20AUG 19:06:00 007D GLVJOBID.ALLTEXT.2E256A70 EC.ECWTOFWD xxxxxxxx CPU online count is below the threshold of 3,  xxxxxx
20AUG 19:06:00 0001 MIF ID  = 5                                                                                         
20AUG 19:06:00 0001                                                                                                     

Environment

Release : 13.5

Component : OPS/MVS

Resolution

The problem with the CPU and Console checking REXX exec's is that the same console is being used and that both commands were issued at the same time, so the output could be mixed together.  This has always been the case with issuing host commands to the same console.  In addition, the two MVS commands involved here do not place the message id in each response message.  

The most efficient thing to do would be to use an OPS/REXX function to get the needed information, as this method does not use a console to collect the information.  OPS/MVS has the OPSCPU() and OPSINFO() functions that can query on the items that the 'D M=CPU' command provides.  There is not any equivalent OPS/REXX for detailed console information. 

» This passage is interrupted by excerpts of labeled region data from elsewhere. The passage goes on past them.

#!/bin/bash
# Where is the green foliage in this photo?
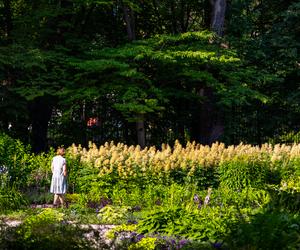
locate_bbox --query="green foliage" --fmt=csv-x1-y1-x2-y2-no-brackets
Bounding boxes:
98,205,129,224
219,155,268,190
0,134,32,187
226,211,300,249
128,237,157,250
0,187,28,212
0,209,96,249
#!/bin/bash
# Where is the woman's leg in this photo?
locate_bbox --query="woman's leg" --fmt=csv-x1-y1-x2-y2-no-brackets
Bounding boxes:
58,194,64,207
53,194,59,206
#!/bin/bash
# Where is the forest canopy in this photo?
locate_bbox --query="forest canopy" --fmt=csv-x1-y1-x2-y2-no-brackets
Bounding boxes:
0,0,300,151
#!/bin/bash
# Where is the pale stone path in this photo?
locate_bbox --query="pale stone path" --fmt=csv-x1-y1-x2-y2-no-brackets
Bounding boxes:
3,204,116,249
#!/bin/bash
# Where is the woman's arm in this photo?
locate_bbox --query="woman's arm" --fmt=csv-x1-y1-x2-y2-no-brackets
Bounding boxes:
63,163,68,176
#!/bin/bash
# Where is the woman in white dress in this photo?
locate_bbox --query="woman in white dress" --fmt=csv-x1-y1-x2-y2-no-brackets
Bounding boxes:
50,148,67,206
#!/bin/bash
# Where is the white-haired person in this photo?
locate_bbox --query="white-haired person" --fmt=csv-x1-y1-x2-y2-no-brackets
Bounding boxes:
50,148,67,207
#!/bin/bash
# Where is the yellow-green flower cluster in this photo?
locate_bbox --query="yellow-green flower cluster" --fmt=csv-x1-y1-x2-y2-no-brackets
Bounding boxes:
68,141,300,179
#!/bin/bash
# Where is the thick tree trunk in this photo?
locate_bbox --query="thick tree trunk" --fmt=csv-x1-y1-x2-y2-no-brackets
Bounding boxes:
29,97,53,152
191,88,224,144
211,0,226,36
3,0,13,39
136,120,146,148
123,5,136,41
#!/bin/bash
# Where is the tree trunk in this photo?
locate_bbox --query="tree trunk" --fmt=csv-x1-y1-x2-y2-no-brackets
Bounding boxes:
136,120,146,148
3,0,13,39
211,0,226,36
191,88,224,145
123,5,136,41
29,97,53,152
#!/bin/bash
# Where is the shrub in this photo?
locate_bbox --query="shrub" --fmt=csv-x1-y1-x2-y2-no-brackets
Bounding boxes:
219,155,268,190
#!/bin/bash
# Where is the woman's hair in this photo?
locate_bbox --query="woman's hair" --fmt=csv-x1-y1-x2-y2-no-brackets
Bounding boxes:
56,147,65,155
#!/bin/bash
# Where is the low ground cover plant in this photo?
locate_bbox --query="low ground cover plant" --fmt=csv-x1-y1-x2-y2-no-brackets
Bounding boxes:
0,137,300,249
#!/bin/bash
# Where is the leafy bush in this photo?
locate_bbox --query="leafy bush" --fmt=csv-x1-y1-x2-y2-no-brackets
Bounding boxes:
0,188,28,212
0,209,97,249
0,134,32,187
219,155,268,190
226,211,300,250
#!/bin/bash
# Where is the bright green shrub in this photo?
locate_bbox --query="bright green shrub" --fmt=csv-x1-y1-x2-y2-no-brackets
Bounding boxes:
219,154,268,190
0,188,28,212
0,209,96,250
128,237,157,250
226,211,300,250
0,134,32,187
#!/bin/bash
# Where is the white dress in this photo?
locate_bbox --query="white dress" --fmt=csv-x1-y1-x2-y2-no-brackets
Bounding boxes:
50,155,67,194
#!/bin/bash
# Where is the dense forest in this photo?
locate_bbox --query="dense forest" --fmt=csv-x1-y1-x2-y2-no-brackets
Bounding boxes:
0,0,300,152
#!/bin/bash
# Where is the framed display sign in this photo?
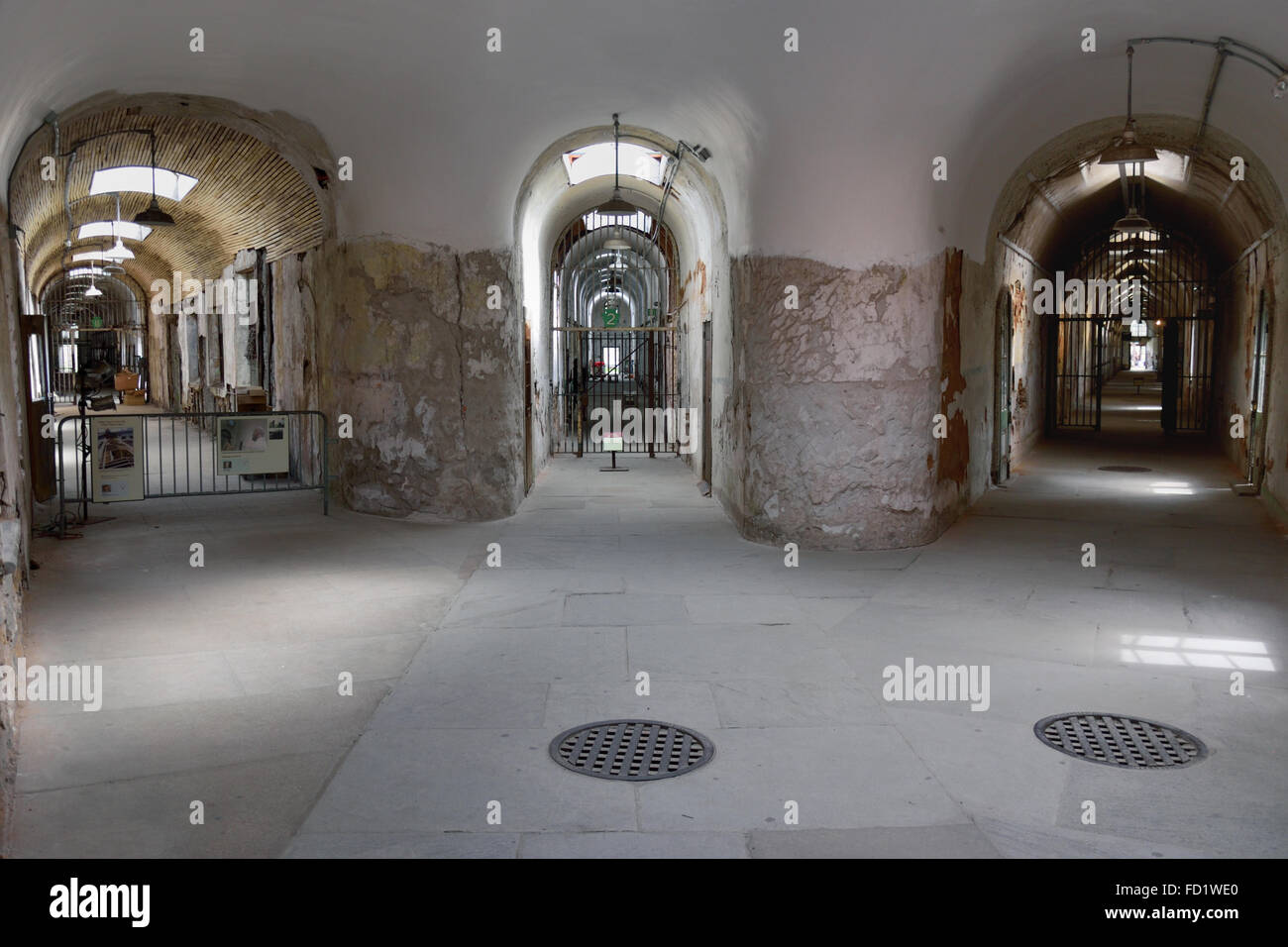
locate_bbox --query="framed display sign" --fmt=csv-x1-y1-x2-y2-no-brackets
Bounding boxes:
89,415,146,502
215,414,291,475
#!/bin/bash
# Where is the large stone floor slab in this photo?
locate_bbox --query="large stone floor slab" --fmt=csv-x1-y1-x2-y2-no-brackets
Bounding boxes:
12,441,1288,858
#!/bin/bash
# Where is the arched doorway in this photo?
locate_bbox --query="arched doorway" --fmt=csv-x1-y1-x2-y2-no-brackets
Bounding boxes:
1035,228,1218,434
551,210,687,456
514,125,741,501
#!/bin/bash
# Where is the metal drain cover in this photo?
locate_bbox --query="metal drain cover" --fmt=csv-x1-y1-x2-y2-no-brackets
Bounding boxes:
1033,714,1207,768
550,720,716,783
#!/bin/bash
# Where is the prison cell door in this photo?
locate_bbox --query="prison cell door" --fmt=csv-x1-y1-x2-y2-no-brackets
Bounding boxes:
1162,312,1216,434
20,316,55,502
1050,314,1108,430
702,320,715,483
1248,290,1270,489
993,294,1012,483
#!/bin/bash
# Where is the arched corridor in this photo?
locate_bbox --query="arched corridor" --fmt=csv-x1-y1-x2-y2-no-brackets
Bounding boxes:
0,0,1288,881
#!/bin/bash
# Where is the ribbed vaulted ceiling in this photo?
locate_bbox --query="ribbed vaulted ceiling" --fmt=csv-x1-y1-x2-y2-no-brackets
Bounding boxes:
12,106,325,294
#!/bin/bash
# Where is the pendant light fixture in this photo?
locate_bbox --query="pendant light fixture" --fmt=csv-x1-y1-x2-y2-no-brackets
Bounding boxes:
1115,207,1154,233
1098,47,1158,164
134,132,174,227
103,192,134,263
595,112,639,218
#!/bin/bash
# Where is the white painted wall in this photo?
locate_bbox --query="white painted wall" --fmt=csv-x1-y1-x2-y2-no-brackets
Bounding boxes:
0,0,1288,266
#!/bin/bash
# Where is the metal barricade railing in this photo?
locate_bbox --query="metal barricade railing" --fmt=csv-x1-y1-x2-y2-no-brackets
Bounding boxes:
55,411,335,535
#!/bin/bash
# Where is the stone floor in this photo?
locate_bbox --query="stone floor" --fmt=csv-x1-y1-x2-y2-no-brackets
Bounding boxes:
13,434,1288,857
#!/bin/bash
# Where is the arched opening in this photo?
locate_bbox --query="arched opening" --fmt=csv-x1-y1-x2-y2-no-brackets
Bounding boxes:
986,116,1288,507
8,94,334,510
1034,228,1219,434
515,125,733,492
40,271,149,404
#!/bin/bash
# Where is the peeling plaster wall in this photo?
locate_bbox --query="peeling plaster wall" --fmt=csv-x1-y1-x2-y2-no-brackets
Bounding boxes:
993,246,1046,472
728,252,980,549
1212,235,1288,515
0,212,31,854
298,239,523,520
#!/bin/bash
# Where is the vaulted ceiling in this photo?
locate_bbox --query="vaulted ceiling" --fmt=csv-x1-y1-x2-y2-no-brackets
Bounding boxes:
0,0,1288,265
10,106,325,295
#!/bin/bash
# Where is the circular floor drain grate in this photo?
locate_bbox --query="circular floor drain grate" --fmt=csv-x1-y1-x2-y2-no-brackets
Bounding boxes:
550,720,716,783
1033,714,1207,767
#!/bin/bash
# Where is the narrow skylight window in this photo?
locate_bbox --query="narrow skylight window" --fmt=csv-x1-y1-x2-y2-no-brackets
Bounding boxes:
89,164,197,201
76,219,151,240
564,142,670,184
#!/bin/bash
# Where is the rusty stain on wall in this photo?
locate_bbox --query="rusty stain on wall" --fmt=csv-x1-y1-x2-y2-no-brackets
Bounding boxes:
939,250,970,485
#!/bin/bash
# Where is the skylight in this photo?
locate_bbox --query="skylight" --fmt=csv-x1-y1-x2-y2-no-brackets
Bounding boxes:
581,210,653,233
89,164,197,201
561,142,670,185
76,219,154,240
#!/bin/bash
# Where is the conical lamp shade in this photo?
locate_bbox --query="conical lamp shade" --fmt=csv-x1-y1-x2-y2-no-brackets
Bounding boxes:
595,194,639,217
1115,207,1154,233
1096,121,1158,164
134,197,174,227
103,237,134,263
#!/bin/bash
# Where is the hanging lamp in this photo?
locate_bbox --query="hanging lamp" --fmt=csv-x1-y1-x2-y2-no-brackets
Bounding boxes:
595,112,639,218
103,192,134,263
1098,47,1158,164
134,132,174,227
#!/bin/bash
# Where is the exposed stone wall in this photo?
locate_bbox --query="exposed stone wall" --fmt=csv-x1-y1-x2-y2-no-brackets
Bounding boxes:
296,239,523,520
1002,250,1046,469
720,252,978,549
1212,235,1288,515
0,216,31,854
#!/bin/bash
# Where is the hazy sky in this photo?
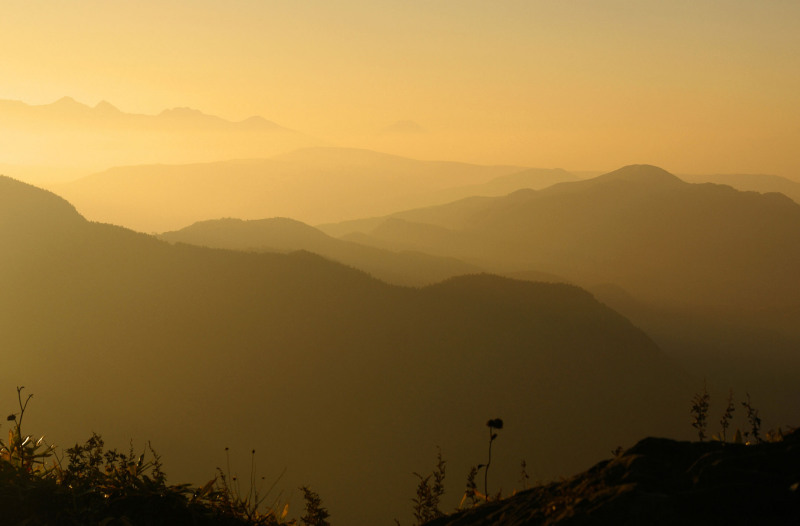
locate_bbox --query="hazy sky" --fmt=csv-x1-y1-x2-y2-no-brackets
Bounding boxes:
0,0,800,177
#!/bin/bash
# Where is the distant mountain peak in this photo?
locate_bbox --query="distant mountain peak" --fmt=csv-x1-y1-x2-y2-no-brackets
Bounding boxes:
49,97,91,111
596,164,684,188
94,100,121,113
379,120,426,135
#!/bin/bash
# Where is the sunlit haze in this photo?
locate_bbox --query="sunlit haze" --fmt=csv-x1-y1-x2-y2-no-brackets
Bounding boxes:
0,0,800,178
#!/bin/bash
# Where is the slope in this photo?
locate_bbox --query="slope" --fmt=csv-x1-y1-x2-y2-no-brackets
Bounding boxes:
340,166,800,311
51,148,520,232
159,217,480,286
0,178,689,524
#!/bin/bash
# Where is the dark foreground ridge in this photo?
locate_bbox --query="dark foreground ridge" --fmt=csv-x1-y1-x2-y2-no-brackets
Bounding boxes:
427,429,800,526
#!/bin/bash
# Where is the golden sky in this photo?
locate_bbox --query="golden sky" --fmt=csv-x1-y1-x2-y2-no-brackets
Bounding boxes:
0,0,800,177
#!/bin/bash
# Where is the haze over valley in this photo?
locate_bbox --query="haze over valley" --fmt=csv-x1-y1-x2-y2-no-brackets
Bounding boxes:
0,0,800,526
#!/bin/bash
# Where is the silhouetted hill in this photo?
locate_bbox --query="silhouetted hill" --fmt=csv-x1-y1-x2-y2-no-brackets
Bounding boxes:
340,165,800,310
0,178,694,524
326,166,800,438
427,431,800,526
51,148,519,232
0,97,324,177
159,217,480,285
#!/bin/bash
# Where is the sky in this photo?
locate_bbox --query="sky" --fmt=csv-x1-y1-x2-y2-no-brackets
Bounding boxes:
0,0,800,178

Another option is to issue one of the commands to a different OPS/MVS allocated console.  In this case it is recommended to stagger the TOD rule for one of the two TOD rules by, for instance 00:02:25 - since both rules are calling REXX execs this process also could be delayed depending upon the OSF queue of recently called but not yet executed execs/commands.